On my recent Scotland trip, I saw many beautiful shells: old church structures — some crumbling, some still in use. But my eye could see only the shells, not the evidence of life once formed within or perhaps still bearing fruit. I saw ruin after ruin, one old church after another. This left me longing to experience real life in Scotland. I craved to meet some vibrant, living Scots who radiate the presence of Christ. Thankfully, my desire was fulfilled. It was a joy to encounter evidence of the living church — to meet and fellowship with people who are alive with God’s Spirit. No tour company would put such an event on their itineraries. But God did! It was an answer to my prayer.
I’ve just described the two overall ways of seeing Christianity: one that sees only the presence of shells, and the other that recognizes the presence of real life. It’s a life-or-death difference in point of view — even though it all comes under the same umbrella labelled as “Christianity”!
John 14:6a – Jesus saith unto him, “I am the way, the truth, and the life.” (KJV)
He alone makes the egg fertile, so to speak. And like a mother hen, Jesus jealously protects and nurtures that life. But what about the shell?
Consider the outcome of the shell of a fertile egg that’s nurtured. In a few weeks, the shell cracks open, soon to crumble and disintegrate, never to be remembered. It dies. Yet the inner contents, the precious life within, grows, develops, and in turn, produces more life.

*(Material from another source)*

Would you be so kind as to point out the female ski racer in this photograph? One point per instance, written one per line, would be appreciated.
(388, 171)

With each new life, a shell dies. It is through a continual cycle of life and death that life goes on. That describes the living church. This is the less visible, less noticed side of Christianity. It’s not the shell. It’s the life.
I share these thoughts to encourage you. You may be troubled over the decline of the modern church. Or perhaps you are dismayed over your own declining strength. (Our bodies are shells too.)

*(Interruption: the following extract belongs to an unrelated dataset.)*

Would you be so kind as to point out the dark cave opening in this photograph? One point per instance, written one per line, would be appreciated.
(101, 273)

It’s tempting to focus on mere shells: our activities, traditions, buildings, and even our very own bodies — as precious as they are. Like egg shells, at the proper time, these shells need to break open and be destroyed so that the new life can burst forth and grow. We must accept the deaths of our shells so that they will not constrain us. Then we are free to live fully — and to bear fruit that matures and reproduces. Jesus said, “Whoever tries to keep their life will lose it, and whoever loses their life will preserve it.”
Prayer: Lord, we become overly attached to temporary shells. Help us to let go, so we can value and nurture what lasts — what is real, living, and eternal. Amen.